[distcc] distcc scalability with # of users?

Fri Apr 16 05:08:57 GMT 2004

Martin Pool wrote:
>>1. Since the list of hosts read from $prefix/etc/distcc/hosts is
>>the same for all workstations, every workstation will
>>issue large compile jobs to itself sometimes even though it'd be better
>>off only handling preprocessing and linking (right?)
> 
> Linking counts against jobs running on the local machine too.  If it's
> linking in parallel with compiling then it should try to do the
> compiles remotely.

Ah, so it notices that "localhost" is the same machine as "zytor"
when running on zytor?

> It would probably be good to finish off support for DNS multi-A
> records, and use that to spread work across machines.  I don't think
> much more needs to be done.

That's just a direct replacement for the hosts file, though, isn't it?
I'm not sure I want IT to be involved in this; it's a lot easier for
me to modify distcc/hosts than it is to create DNS entries!
[BTW x at xman dot org is working on the Rendezvous patch for distcc on linux,
I hear.  I'm not interested in that myself, but maybe others are.]

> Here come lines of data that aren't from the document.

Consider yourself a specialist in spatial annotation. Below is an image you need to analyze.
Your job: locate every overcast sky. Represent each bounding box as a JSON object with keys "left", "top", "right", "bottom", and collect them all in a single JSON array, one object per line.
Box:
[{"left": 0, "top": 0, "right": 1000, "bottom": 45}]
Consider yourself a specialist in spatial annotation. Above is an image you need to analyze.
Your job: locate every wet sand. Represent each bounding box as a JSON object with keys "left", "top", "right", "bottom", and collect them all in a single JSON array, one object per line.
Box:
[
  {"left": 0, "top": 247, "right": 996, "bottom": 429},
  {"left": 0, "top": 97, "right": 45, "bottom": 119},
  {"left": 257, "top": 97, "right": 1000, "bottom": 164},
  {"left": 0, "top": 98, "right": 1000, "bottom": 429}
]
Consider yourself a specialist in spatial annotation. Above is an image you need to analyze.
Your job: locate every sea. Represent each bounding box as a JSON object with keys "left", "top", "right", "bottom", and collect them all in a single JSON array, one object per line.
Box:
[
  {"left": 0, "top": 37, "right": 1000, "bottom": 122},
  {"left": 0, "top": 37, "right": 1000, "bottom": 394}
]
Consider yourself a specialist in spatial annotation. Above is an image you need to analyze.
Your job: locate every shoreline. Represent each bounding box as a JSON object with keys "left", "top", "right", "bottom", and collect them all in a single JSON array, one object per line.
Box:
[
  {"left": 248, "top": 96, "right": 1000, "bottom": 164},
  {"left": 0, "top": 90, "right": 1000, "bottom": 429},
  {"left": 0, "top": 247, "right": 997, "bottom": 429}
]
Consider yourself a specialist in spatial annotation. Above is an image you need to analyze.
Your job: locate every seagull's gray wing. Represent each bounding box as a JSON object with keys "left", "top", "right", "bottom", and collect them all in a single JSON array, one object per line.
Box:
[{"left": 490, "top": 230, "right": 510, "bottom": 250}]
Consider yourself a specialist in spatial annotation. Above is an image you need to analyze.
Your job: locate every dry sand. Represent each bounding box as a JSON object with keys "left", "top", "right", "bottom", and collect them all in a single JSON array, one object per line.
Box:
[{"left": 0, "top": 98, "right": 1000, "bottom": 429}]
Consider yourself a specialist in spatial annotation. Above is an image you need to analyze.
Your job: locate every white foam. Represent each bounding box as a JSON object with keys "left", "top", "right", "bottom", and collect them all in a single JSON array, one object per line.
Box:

>>2. Distcc won't currently check the load average of each compile server,
>>so workstations busy with non-distcc jobs will get slammed with
>>distcc jobs, negatively impacting normal use of the workstations.
> 
> If the workstations have a reasonable amount of memory then running a
> couple of low-priority daemons should not hurt too much.  Remember it
> will only accept about 2*NCPUS.

Yes, but that means the compile jobs (which could run faster on
some other compile server which is ready and waiting) will execute
slower.

> We could check the load average before accepting jobs but that is
> actually a pretty poor measure for modern machines.

Oh, I dunno, the number of processes in 'R' state seems
like it'd be a pretty good measure of load if there's
plenty of RAM and the distcc job wouldn't cause any disk I/O.
Or the number of processes in 'R' or 'D' state if jobs do tend
to do disk I/O, maybe.

>>3. If more than one user is issuing distcc jobs, their distcc's
>>will sometimes issue jobs to the same machine by chance
>>(fairly often, if distcc assigns jobs in order of the etc/distcc/hosts 
>>file).
> 
> 
> Right, so those jobs will just stall for a bit.

Again, reducing the performance of the cluster.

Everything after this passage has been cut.